Par avenant sous seing privé du 1er juillet 1979, il a été expressément convenu entre les parties que dans l’hypothèse où le bailleur envisagerait de vendre sa propriété en totalité ou en partie, il s’engage à en avertir aussitôt le preneur qui aura priorité absolue pour s’en rendre acquéreur au prix consenti avec l’acheteur, déduction faite du montant des aménagements, embellissements et installations faites par le preneur et réévaluées selon l’indice du prix de la construction.
Par acte sous seing privé du 15 janvier 1987, le bail commercial a été renouvelé pour une période de neuf années entières et consécutives à compter du 1er février 1987 pour se terminer le 31 janvier 1996.
LA SARL TENNIS ET LOISIRS est venue aux droits de la SARL TENNIS Z CLUB, par suite de l’acquisition de son fonds de commerce intervenue par acte du 16 février 1995.
Suivant actes des 3 et 20 novembre 1998, la SARL TENNIS ET LOISIRS a sollicité le renouvellement du bail commercial qui s’était poursuivi.
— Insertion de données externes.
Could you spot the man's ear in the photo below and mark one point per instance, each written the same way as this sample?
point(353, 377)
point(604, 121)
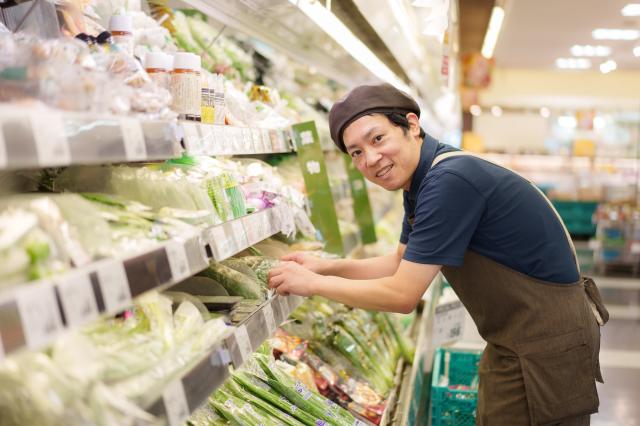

Par acte du 3 février 1999, les bailleurs ont accepté le principe du renouvellement pour une durée de neuf années à compter du 3 novembre 1998 pour se terminer le 2 novembre 2007, tout en sollicitant un loyer déplafonné de 8.000 Francs par mois (soit 1 219,59 euros). Aucune des parties n’a cependant saisi la commission départementale de conciliation en matière de baux commerciaux ni même saisi le juge des loyers commerciaux.
Par acte en date du 26 juillet 2006, les bailleurs ont sommé la SARL TENNIS ET LOISIRS de leur payer la somme de 27 897,54 euros correspondant, selon eux, à l’arriéré de loyer dû pour la période du 17 juillet 2001 au 17 juillet 2006, estimant qu’un nouveau loyer avait été fixé le 3 février 1999. Ils ont fait délivrer un commandement de payer cette somme le 30 octobre 2006, en précisant leur intention de se prévaloir de la clause résolutoire.
Par suite d’une action en nullité du commandement, diligentée par la société TENNIS ET LOISIRS, le Tribunal de grande instance de Grasse a, par jugement du 19 décembre 2008, prononcé l’annulation du commandement de payer pré-cité.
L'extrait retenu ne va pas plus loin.